What a challenge!! Mr. Chambers is definitely living up to his reputation.  This statement matches up with things C.S. Lewis writes about in Screwtape Letters and The Great Divorce...the most dangerous sins are the sins of pride.  But there is such a fine line between righteousness in a good sense and righteousness in a bad sense!  I can definitely sympathize with the Pharisees.  They tried so hard, only to find that "the first shall be last" and "blessed are the poor in spirit."  It's downright aggravating.

And I think of my friends who have not yet submitted - or admitted - to Christ.  Chambers says, "The higher up you get in the scale of natural virtues, the more intense is the opposition to Jesus Christ" (34-35).  Does this mean that folks who are smoking pot, having unsafe sex and cussing out their coworkers are closer to Jesus than those who are striving for social justice, stewarding Creation with love, and being faithful to their partners?  That's really hard to swallow.  What can be done to humble the pretentious, including me?

One comforting thought comes from Chambers' interpretation of Galatians 2:20: "Have I entered into the glorious privilege of being crucified with Christ until all that is left is the life of Christ in my flesh and blood?" (33, emphasis added)  I love this image, because it implies that Christ was there, in our flesh and blood, all along.  We do not have to do the work of bringing Christ in, of "asking him into our hearts."  We just have to wash away the pretense - the thought that everything good in ourselves comes from ourselves.  When we do this, the good remains; it is simply given its proper name, Christ.

Surrender is Everything - Jean Pierre de Caussade

This chapter reminded me of the ultimate "surrender song" that I learned at Urbana 03: Jesus, All For Jesus.

Jesus, all for Jesus,
All I am and have and ever hope to be.

All of my ambitions, hopes and plans
I surrender these into Your hands.

For it's only in Your will that I am free. 

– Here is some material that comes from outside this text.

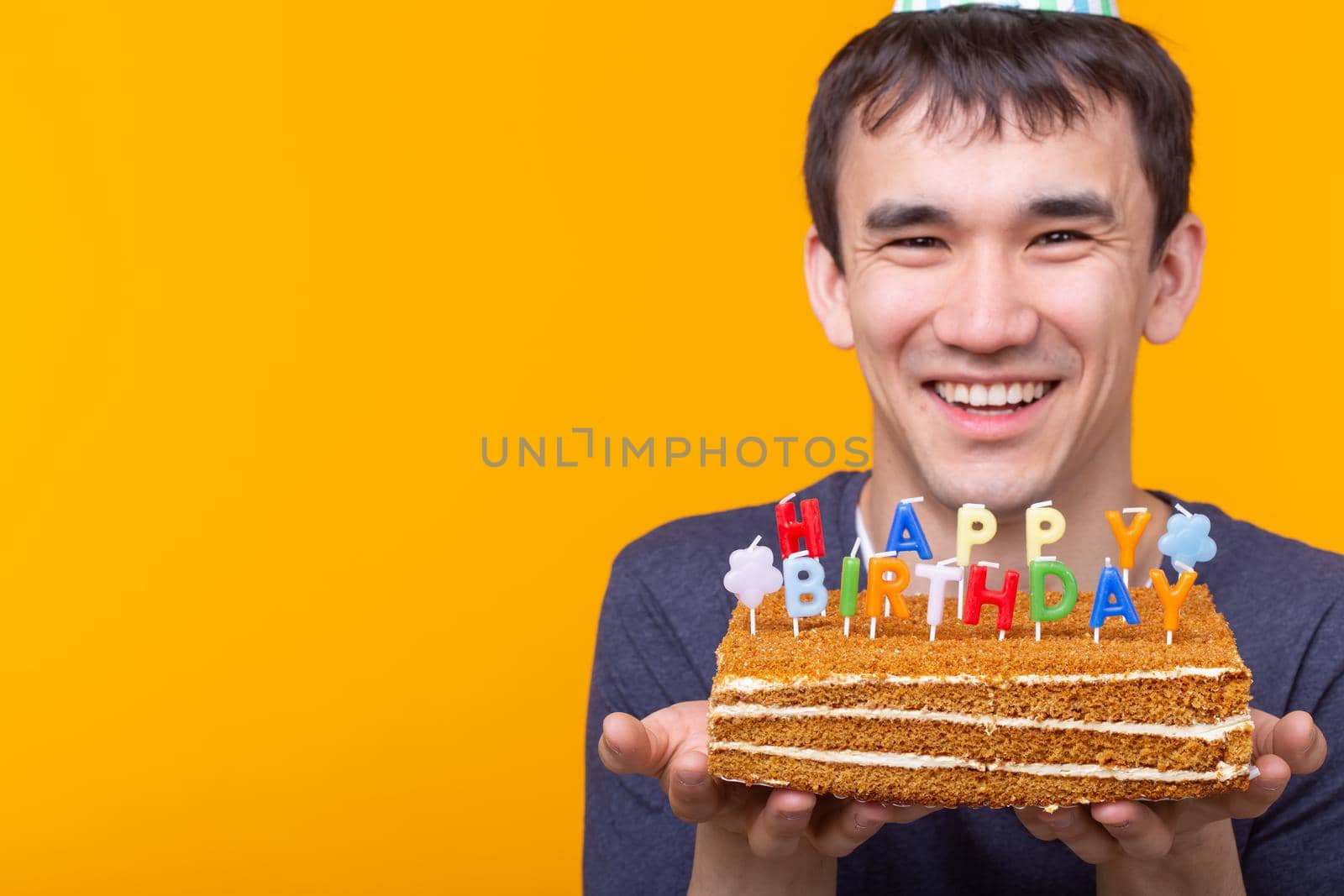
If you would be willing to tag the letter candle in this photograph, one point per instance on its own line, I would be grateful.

Good stuff.  And I definitely believe it.  But I do have a rub with some of the stuff Monsieur de Caussade writes: "I no longer have anything to be concerned about, anything to do.  I have no hand in the arrangement of one single moment of my life" (28) and "Mine is to be satisfied with your work and not to demand the choice of action or condition, but to leave everything to your good pleasure" (29).  Does surrender mean the sacrifice of free will?  Is there such a thing as too much complacency, even in God's will?  Can't we be dissatisfied, seeing as we still live in a broken, fallen world?

Recently a friend of mine questioned the tendency of Christians to see unfortunate circumstances as "God's will" and simply accept them, rather than acting to improve them.  I can't help but agree...I think God expects us to ACT and CHOOSE and DO according to his desires (justice, love, beauty, peace), but to surrender our own "ambitions, hopes and plans" along the way.  It's definitely a paradox - essentially fighting and surrendering at the same time - but I have to believe it's possible.  Anyone have any good analogies/images for this?

In Mirrors - Walter Wangerin

This mirror [Christ's crucifixion] is not passive only, showing what is; it is active, creating new things to be [...] resurrection is another me. (p.13-14)

I love this thought.  Lent is not about wallowing, about feeling sorry for our pathetic selves.  It begins with ashes, but it ends with palm fronds and Easter lilies.  When we look at Christ crucified, we see our truest selves, "naked and poor," exposed.  We see our sin, but in the same instant it is recognized, it's absolved.  The "tremendous truth," as Wangerin says, is that the moment we truly see the dirt, we are cleansed of it.  Talk about amazing grace!  It's like a funhouse mirror...Christ shows you the old self and the new self all wrapped into one.  If either one were missing, though, the story would be incomplete.